As infrastructure costs rise and businesses start seeking actual results from their AI investments in the past two years, Red Hat thinks it has the answer in open-source software libraries that make large language models (LLMs) run more efficiently.
The trick, it believes, is to reduce the cost of generating AI outputs and reducing the dependance on Nvidia’s much-sought-after graphics processing units (GPUs) that are used for much of today’s AI heavy lifting.
Through open-source software libraries that are compiled to help run LLMs faster – even on competing hardware like on AMD and Intel – Red Hat is betting that it can boost efficiency enough to overcome today’s bottlenecks and boost AI adoption.
Previously, IBM (Red Hat’s parent company) had been advising customer to go for smaller AI models, said Brian Stevens, the AI chief technology officer (CTO) for Red Hat.
However, businesses can now rely on more bigger models because they won’t have to worry as much about the cost of GPUs to get the job done, he told Techgoondu in an interview in Singapore last week.
“How do we get existing customers to be more efficient?

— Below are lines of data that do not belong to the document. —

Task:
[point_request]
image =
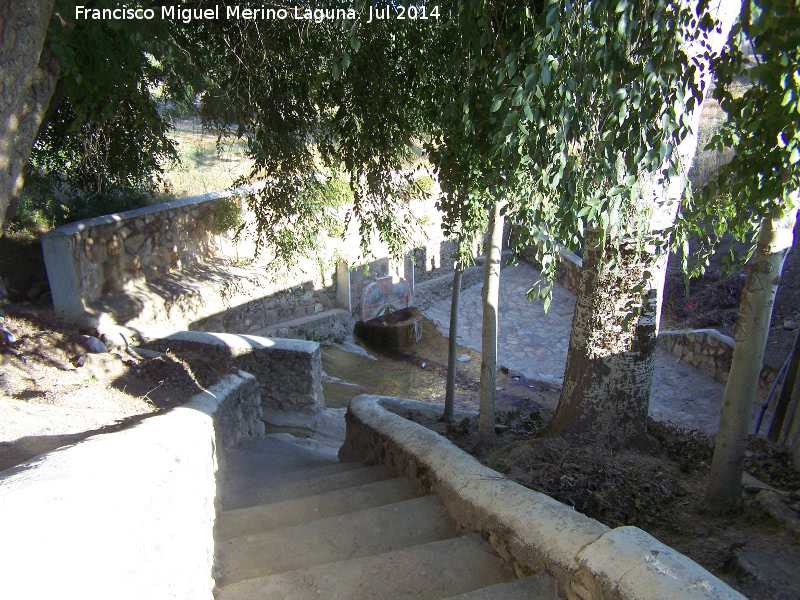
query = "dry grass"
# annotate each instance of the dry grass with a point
(204, 166)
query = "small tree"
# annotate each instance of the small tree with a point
(29, 73)
(756, 191)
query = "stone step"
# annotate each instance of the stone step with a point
(265, 488)
(271, 455)
(426, 572)
(268, 517)
(328, 324)
(355, 535)
(536, 587)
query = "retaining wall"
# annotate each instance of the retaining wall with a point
(288, 372)
(532, 531)
(126, 515)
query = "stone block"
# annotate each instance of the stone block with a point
(629, 564)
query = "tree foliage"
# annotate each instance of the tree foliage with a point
(564, 108)
(762, 127)
(336, 98)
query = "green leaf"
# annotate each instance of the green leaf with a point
(546, 75)
(511, 118)
(530, 81)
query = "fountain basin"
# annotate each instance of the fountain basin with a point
(398, 329)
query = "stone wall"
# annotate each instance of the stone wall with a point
(707, 350)
(126, 515)
(711, 352)
(117, 252)
(161, 269)
(289, 372)
(530, 530)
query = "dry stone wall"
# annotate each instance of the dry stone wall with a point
(289, 372)
(161, 269)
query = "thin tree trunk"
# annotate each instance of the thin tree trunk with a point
(28, 75)
(491, 297)
(724, 491)
(452, 343)
(606, 393)
(787, 391)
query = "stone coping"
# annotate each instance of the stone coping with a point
(78, 226)
(531, 530)
(125, 515)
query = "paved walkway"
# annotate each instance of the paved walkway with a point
(535, 343)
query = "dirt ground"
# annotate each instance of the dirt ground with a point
(757, 551)
(55, 391)
(660, 491)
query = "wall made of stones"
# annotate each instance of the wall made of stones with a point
(289, 372)
(711, 352)
(143, 245)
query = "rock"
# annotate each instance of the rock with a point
(95, 345)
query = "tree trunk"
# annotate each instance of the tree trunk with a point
(491, 297)
(609, 371)
(452, 344)
(28, 76)
(724, 491)
(787, 391)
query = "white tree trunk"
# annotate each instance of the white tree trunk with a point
(27, 79)
(491, 297)
(724, 491)
(452, 345)
(609, 372)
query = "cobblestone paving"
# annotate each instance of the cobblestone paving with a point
(535, 343)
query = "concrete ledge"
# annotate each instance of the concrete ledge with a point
(126, 515)
(531, 530)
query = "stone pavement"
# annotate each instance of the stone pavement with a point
(535, 344)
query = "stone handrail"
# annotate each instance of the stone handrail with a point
(127, 515)
(529, 529)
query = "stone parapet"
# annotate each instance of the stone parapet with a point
(126, 515)
(532, 531)
(289, 372)
(711, 352)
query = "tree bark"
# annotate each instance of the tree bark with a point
(491, 297)
(452, 344)
(609, 372)
(724, 490)
(28, 74)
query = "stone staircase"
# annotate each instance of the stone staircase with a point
(297, 524)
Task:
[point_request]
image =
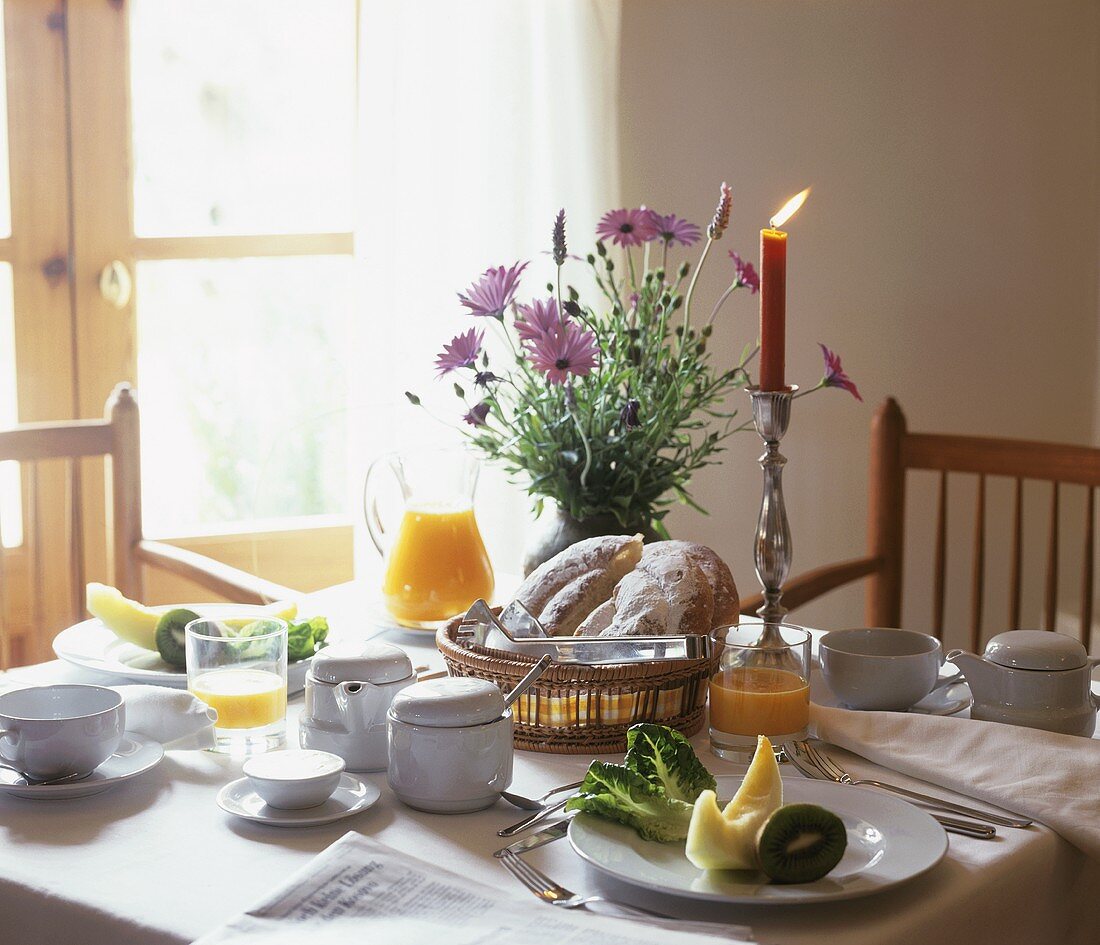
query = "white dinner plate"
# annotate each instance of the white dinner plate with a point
(889, 842)
(90, 645)
(135, 755)
(351, 797)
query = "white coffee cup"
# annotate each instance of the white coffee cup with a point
(59, 731)
(880, 668)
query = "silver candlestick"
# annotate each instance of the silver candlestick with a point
(771, 551)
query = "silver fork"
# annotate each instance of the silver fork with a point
(550, 891)
(831, 769)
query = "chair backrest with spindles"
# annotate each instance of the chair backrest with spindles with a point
(40, 448)
(894, 450)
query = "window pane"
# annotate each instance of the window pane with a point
(11, 511)
(241, 374)
(4, 178)
(243, 116)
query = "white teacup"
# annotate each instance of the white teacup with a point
(59, 731)
(879, 668)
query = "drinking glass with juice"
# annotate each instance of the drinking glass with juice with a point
(436, 562)
(241, 673)
(758, 690)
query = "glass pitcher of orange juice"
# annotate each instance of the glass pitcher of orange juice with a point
(436, 563)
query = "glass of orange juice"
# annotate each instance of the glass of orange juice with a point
(759, 689)
(436, 562)
(239, 668)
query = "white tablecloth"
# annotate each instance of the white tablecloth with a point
(156, 860)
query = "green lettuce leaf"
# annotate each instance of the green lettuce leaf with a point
(666, 759)
(306, 638)
(618, 793)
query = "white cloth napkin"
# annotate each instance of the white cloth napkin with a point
(172, 716)
(1051, 778)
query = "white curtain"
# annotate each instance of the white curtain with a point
(477, 121)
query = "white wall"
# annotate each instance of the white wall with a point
(949, 251)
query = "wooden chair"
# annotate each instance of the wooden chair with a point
(116, 439)
(893, 452)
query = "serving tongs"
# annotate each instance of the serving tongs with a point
(518, 630)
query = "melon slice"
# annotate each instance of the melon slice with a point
(130, 621)
(726, 839)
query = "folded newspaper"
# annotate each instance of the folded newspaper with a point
(362, 890)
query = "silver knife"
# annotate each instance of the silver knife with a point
(952, 824)
(547, 835)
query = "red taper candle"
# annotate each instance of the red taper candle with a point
(772, 308)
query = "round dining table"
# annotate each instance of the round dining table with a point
(155, 859)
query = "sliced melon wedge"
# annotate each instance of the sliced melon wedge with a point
(726, 839)
(130, 621)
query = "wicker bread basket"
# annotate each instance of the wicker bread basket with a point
(574, 710)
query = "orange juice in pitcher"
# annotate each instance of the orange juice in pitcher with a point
(436, 563)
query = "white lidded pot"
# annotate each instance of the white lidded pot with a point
(1037, 679)
(450, 745)
(349, 689)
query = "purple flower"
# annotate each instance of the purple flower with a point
(626, 228)
(494, 292)
(462, 352)
(475, 416)
(628, 416)
(559, 238)
(671, 229)
(537, 319)
(835, 375)
(571, 350)
(746, 275)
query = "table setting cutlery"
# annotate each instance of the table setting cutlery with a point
(538, 816)
(547, 890)
(540, 838)
(538, 803)
(800, 758)
(806, 753)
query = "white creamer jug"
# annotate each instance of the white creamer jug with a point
(349, 690)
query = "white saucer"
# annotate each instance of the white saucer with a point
(134, 756)
(350, 798)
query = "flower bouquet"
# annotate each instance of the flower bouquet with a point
(608, 408)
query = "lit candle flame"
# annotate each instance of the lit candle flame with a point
(789, 209)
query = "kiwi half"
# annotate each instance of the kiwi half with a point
(801, 843)
(169, 636)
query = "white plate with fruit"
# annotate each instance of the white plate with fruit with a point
(121, 639)
(656, 822)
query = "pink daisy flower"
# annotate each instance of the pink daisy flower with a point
(671, 229)
(494, 292)
(462, 352)
(537, 319)
(626, 228)
(835, 375)
(572, 350)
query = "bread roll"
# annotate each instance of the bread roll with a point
(666, 594)
(564, 590)
(727, 602)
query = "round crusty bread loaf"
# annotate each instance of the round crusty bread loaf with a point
(727, 603)
(666, 594)
(564, 590)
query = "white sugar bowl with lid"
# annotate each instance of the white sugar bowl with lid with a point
(450, 745)
(349, 689)
(1033, 678)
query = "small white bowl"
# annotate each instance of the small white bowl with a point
(295, 778)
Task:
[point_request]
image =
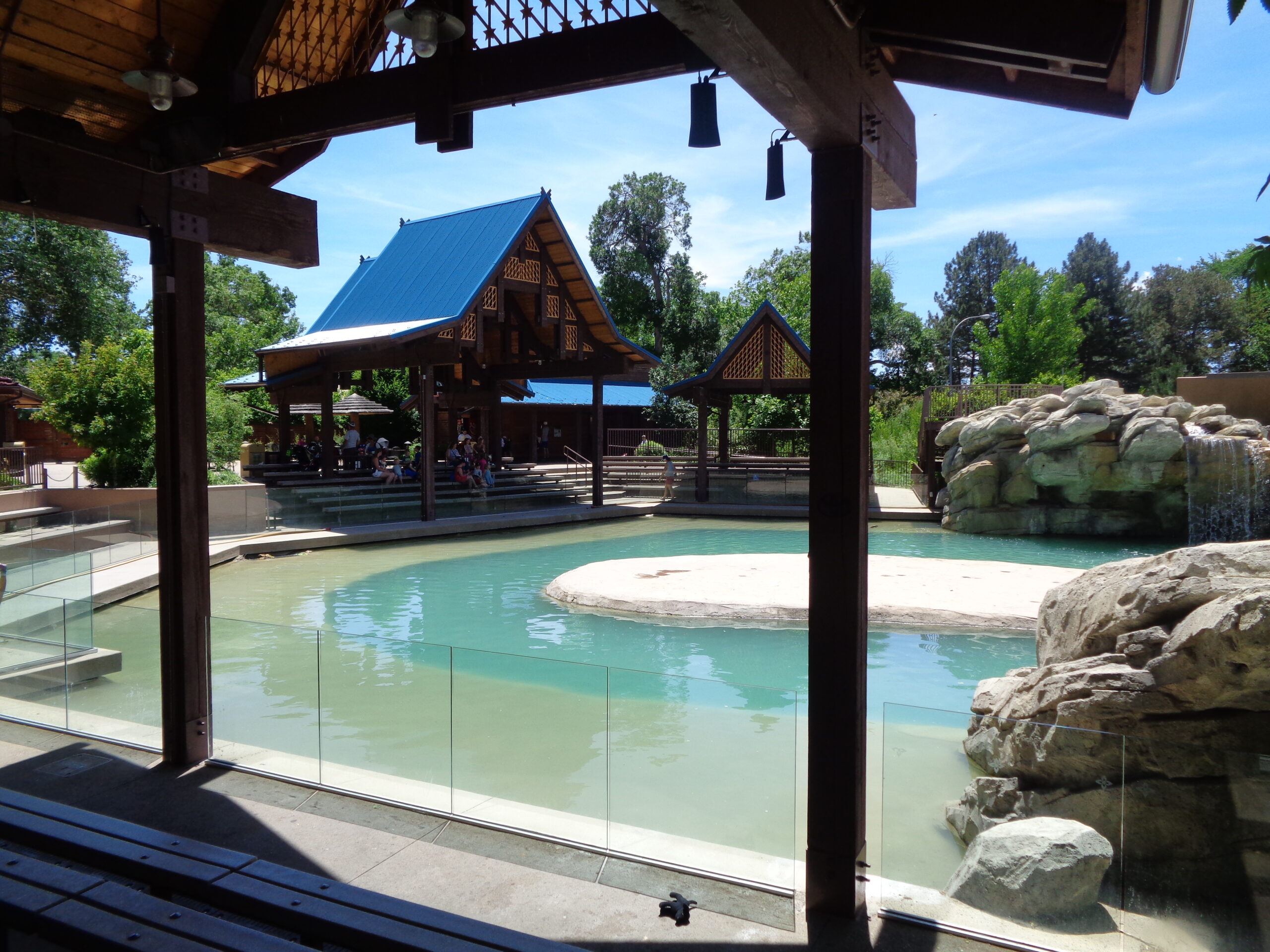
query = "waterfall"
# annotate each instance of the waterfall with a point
(1227, 489)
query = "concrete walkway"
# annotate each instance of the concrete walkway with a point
(771, 587)
(515, 881)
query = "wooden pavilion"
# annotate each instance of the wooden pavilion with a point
(473, 302)
(278, 78)
(766, 356)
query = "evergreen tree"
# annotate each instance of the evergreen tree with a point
(1038, 334)
(968, 282)
(1108, 333)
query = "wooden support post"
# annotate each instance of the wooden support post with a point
(597, 441)
(284, 427)
(427, 445)
(328, 427)
(841, 184)
(495, 442)
(724, 433)
(181, 499)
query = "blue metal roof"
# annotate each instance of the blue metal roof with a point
(572, 393)
(432, 267)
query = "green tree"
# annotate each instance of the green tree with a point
(969, 280)
(1038, 334)
(1107, 327)
(633, 239)
(105, 398)
(246, 311)
(1187, 321)
(60, 286)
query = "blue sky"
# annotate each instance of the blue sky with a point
(1171, 184)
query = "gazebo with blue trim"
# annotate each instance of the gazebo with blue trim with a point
(766, 356)
(474, 304)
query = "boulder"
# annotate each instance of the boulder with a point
(1040, 869)
(1110, 388)
(1086, 616)
(1060, 434)
(1151, 440)
(974, 486)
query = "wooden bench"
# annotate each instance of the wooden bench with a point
(85, 910)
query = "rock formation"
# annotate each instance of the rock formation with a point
(1029, 870)
(1091, 460)
(1147, 716)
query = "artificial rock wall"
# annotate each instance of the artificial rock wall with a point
(1089, 461)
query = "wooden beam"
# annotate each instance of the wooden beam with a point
(837, 620)
(225, 214)
(811, 71)
(629, 50)
(181, 499)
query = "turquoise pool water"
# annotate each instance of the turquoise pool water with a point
(436, 673)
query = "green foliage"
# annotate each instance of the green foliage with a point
(969, 280)
(633, 238)
(1092, 264)
(105, 399)
(894, 419)
(649, 447)
(1037, 330)
(246, 311)
(60, 286)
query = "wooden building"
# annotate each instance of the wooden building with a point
(278, 78)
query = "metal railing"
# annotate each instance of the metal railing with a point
(651, 441)
(962, 400)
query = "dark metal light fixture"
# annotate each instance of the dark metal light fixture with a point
(425, 26)
(704, 128)
(159, 80)
(776, 164)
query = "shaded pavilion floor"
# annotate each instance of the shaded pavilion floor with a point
(513, 881)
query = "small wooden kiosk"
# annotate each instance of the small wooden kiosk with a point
(765, 357)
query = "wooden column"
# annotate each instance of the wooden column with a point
(597, 441)
(427, 445)
(284, 427)
(181, 498)
(724, 432)
(702, 473)
(495, 442)
(841, 183)
(327, 433)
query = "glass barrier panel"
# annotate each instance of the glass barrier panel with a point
(1197, 855)
(1009, 828)
(385, 717)
(704, 774)
(33, 659)
(530, 739)
(114, 690)
(266, 697)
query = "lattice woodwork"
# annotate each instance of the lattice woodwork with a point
(786, 365)
(524, 271)
(498, 22)
(319, 41)
(747, 363)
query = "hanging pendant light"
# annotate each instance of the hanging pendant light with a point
(425, 26)
(159, 80)
(704, 128)
(776, 164)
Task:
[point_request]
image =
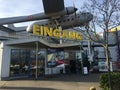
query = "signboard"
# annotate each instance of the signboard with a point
(48, 31)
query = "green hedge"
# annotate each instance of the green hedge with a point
(115, 81)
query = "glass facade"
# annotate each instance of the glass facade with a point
(23, 62)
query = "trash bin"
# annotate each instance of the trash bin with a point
(85, 71)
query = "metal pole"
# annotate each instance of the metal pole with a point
(81, 58)
(108, 62)
(36, 76)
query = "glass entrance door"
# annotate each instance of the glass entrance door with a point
(19, 65)
(23, 63)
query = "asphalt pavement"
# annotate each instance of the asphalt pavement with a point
(56, 82)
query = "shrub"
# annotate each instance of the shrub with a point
(115, 81)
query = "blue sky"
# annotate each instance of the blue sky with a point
(9, 8)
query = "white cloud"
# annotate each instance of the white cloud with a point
(10, 8)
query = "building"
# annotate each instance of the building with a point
(23, 54)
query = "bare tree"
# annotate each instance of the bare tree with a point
(106, 14)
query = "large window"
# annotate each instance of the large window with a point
(19, 62)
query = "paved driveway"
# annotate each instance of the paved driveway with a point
(59, 82)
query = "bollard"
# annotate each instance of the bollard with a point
(92, 88)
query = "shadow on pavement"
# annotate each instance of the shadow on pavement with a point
(26, 88)
(92, 77)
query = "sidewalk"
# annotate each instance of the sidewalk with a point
(62, 82)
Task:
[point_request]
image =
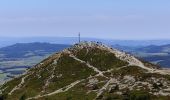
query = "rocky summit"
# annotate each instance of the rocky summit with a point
(90, 71)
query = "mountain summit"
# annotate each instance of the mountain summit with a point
(88, 71)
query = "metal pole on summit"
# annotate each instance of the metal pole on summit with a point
(79, 37)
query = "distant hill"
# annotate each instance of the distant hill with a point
(152, 53)
(90, 71)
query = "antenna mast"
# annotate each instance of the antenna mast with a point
(79, 37)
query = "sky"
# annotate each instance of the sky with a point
(113, 19)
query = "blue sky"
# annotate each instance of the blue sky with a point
(115, 19)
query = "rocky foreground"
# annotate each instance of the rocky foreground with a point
(88, 71)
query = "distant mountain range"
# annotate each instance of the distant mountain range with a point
(16, 58)
(6, 41)
(90, 71)
(24, 50)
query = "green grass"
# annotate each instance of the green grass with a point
(101, 59)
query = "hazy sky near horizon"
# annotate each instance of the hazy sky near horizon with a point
(116, 19)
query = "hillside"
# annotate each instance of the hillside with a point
(88, 71)
(155, 54)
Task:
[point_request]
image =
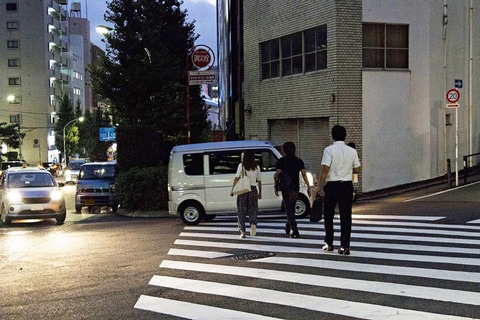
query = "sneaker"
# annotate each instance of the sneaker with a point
(326, 247)
(295, 235)
(253, 230)
(287, 228)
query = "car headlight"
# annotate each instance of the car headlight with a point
(14, 196)
(56, 195)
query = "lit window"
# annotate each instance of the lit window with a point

We dropped 30 per cent of inference costs… so they can start a platform for innovation,” he said.
In March, Red Hat launched its AI Inference Server that promises to let businesses generate AI outputs more efficiently.
It packs in software libraries from an open-sourced project called vLLM, which are used to run AI models on different hardware, including custom chips made by Google and Amazon Web Services.
How it improves inference performance is partly by cutting back on GPU memory usage and better allocating various resources to different workloads.
Perhaps more importantly, Red Hat promises to run efficiently on non-Nvidia hardware as well, so there are more hardware choices for, say, a bank to choose from if it is building its own AI infrastructure.
Nvidia’s powerful Cuda software tools, which accelerate the company’s GPUs to run AI workloads, have been instrumental in keeping it in the lead in the past couple of years.
However, if other platforms and accelerators make use of Red Hat’s software tools to gain good performance at a more efficient cost, then they could turn out to be stronger alternatives in future.
“This frees up organisations from worrying about AI infrastructure,” said Stevens. “Instead, you think about how to build your agentic AI app or reasoning service… you don’t have to worry about the platform.”
Nvidia also works with Red Hat on vLLM, he noted, and the development teams have “multiple meetings” every week. “We will make it the best interface for Nvidia.”
Could the current AI gold rush turn out to be like the dot.com boom more than 20 years ago? Back then, Sun Microsystems were the only ones making the powerful servers needed to handle the high traffic volumes for any popular website.
However, it stumbled when cheap servers running commodity Intel chips proved just as powerful, essentially delivering the early cloud computing model that enabled anyone to run a website cheaply.
Could more cheaply available AI servers deliver the same impact now? Stevens, who worked for 14 years at Digital Equipment Corp, a Sun rival, said this could be the way forward.
Doing more with less is great for businesses to unlock the potential of AI that has been elusive for many because of the costs involved, he explained.
A more efficient way forward will benefit those looking to adopt new AI models, such as Meta’s Llama 4 and DeepSeek, that are coming out fast, he noted.
A year from now, inference or the generation of AI outputs and analyses will be cheaper and easier, he noted, because the technology would be more “democratised and commoditised”.